One-month-old George Wetherall Smith was baptized in Lincolnshire, England. He was born sometime during the previous month.
George's father, Thomas, was a wealthy merchant (probably a brewer) in England, but at age about 40, he sold all of his possessions, gathered his family, and emigrated to the New World, aka the upstart former colonies of America.
They arrived in 1819 with $100,000, the equivalent of about $5 million today. He and his son set up Philadelphia and then scouted around New York state for a suitable land investment. They settled on an undeveloped tract upstate with natural freshwater springs in what is now the city of Syracuse. On the way back to Philadelphia to complete the transaction, Thomas took ill and made his son promise to return to England if the worst happened.

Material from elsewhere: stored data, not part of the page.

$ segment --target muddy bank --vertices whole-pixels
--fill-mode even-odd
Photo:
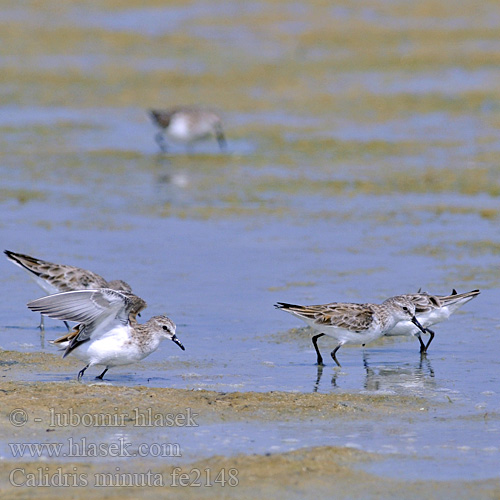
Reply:
[[[32,498],[37,480],[63,477],[68,487],[38,487],[38,498],[498,498],[491,481],[395,481],[359,466],[377,457],[319,447],[270,456],[213,457],[182,468],[147,463],[120,467],[92,463],[0,463],[2,498]],[[41,472],[40,472],[41,471]],[[65,475],[66,474],[66,475]],[[9,482],[10,479],[10,482]],[[30,483],[32,481],[32,483]],[[12,486],[23,484],[23,486]],[[78,486],[85,483],[86,486]],[[74,486],[76,485],[76,486]],[[144,485],[144,486],[137,486]],[[96,487],[97,486],[97,487]]]
[[[71,361],[43,353],[2,351],[0,356],[0,461],[2,498],[498,498],[500,482],[399,481],[363,470],[387,455],[350,447],[316,446],[287,453],[235,454],[186,461],[158,457],[156,443],[198,439],[196,430],[231,425],[317,422],[367,424],[397,417],[411,422],[435,403],[397,395],[292,392],[217,392],[125,387],[110,383],[29,382],[16,376],[68,369]],[[188,434],[181,434],[181,431]],[[148,453],[110,454],[118,436],[147,444]],[[87,455],[14,458],[9,443],[87,443]],[[175,440],[175,439],[174,439]],[[90,445],[107,454],[89,454]],[[133,448],[137,450],[137,448]],[[174,450],[175,451],[175,450]],[[97,458],[96,458],[97,457]],[[65,487],[59,487],[63,483]],[[18,485],[18,486],[16,486]]]
[[[388,415],[421,413],[428,410],[424,398],[387,394],[350,393],[294,393],[294,392],[217,392],[154,387],[115,386],[110,382],[89,379],[79,383],[75,379],[42,383],[13,381],[26,378],[30,373],[68,370],[74,360],[44,353],[0,353],[0,379],[3,381],[0,433],[13,431],[9,415],[15,409],[26,412],[26,429],[43,431],[51,415],[66,414],[70,409],[75,415],[87,413],[127,415],[124,424],[134,425],[137,408],[139,414],[176,414],[190,408],[199,415],[199,421],[214,423],[240,420],[311,420],[331,418],[377,418]],[[35,421],[35,419],[37,421]]]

Thomas died in Philadelphia, and George obliged his father's request and returned to England. He returned to America the following year, this time alone. He settled in New York City and spent a year in the shipping business on a dangerous route between New York and Tampico, Mexico.
On his final run to Tampico, his connection wouldn't meet George's price, and Smith was forced to try to sell his goods in New Orleans, Louisiana. But New Orleans wasn't interested either, so George journeyed up the Mississippi to a secluded trading post on the Arkansas River called Little Rock.
George disposed of his cargo in Little Rock (and apparently traded his boat for a horse) and made his way back to the city of New York. He rode across east Arkansas, Tennessee, and Kentucky. He crossed the Allegheny Mountains in western Virginia. When Smith arrived in Baltimore, he caught a stage to New York City.
In around 1825, George Smith started a brewery with his brother Thomas in New York on Broadway. There his reputation for making fine beer grew. So much so that in 1829 George was induced with a $500/year salary to relocate to Pittsburgh to be a brewer for the firm of Brown & Verner. This was the most anyone had ever paid a brewmaster west of the Alleghenies. His success in the brewery that the first year can be measured by the compensation he negotiated for the next two years, a doubling of his salary to $1000. In 1837 Smith negotiated a partnership with the firm, and in 1839 he bought it outright. His signature beer, Smith's Ale, would soon become a regional, if not national phenomenon.
In the early 1830s, Smith moved to St. Thomas, a town in what is now Ontario, and established a brewery with William Peacey. While in Canada, he became friendly with the Labatt family of brewers. He also courted and married Mary Eccles, who tragically died just a month after their wedding.
In 1834 George married Elizabeth Darby Fawdington (maybe Faddington), a fellow British emigre and herself a widow with one child. Together Elizabeth and George would have three children of their own.
In 1847 George Smith was 48 years old and perhaps looking for a place to retire. The memories of his long horseback ride through the beautiful American frontier were surely fond and were likely weighing in his mind. When a long-time competitor in the Ale business, Henry Moore, passed away in Wheeling, Virginia, George Smith purchased his brewery from the bank. Smith ran the Wheeling company as a branch of his Pittsburgh concern for a time, but eventually his attention turned away from Pittsburgh and more towards the beautiful mountains of Wheeling.
In 1856 Smith purchased Dr. Hanson Chapline's large home outside of town. He spent $76,000 over the next 12 months improving the building and buying up adjoining tracts of land upon which he created a scientific and efficient "model farm." The estate is today known as Oglebay Mansion and Waddington Farm. Smith moved into the mansion in 1857 and sold his Pittsburgh Brewery five years later.
In 1859 John Kinder Labatt sent his son John Jr. to Smith's Brewery for an apprenticeship. When Smith's wife died in 1863, he relocated with the junior Labatt up to Prescott, Ontario, to start a brewery. The Labatt family later purchased the Prescott brewery and with it the famous Smith's Ale recipe. At the end of the Civil War, Smith returned to his estate in Wheeling. His brewery had been managed in his absence by his son Alfred, and George concentrated more and more on his model farm.
George Wetherall Smith died on the 21st of October, 1872. He was 73 years of age. His brewery in Wheeling was transformed into a lager beer brewery. His famous Ale, now owned by the Labatt family, became Labatt's Pale Ale, and has been a staple of the Canadian diet ever since.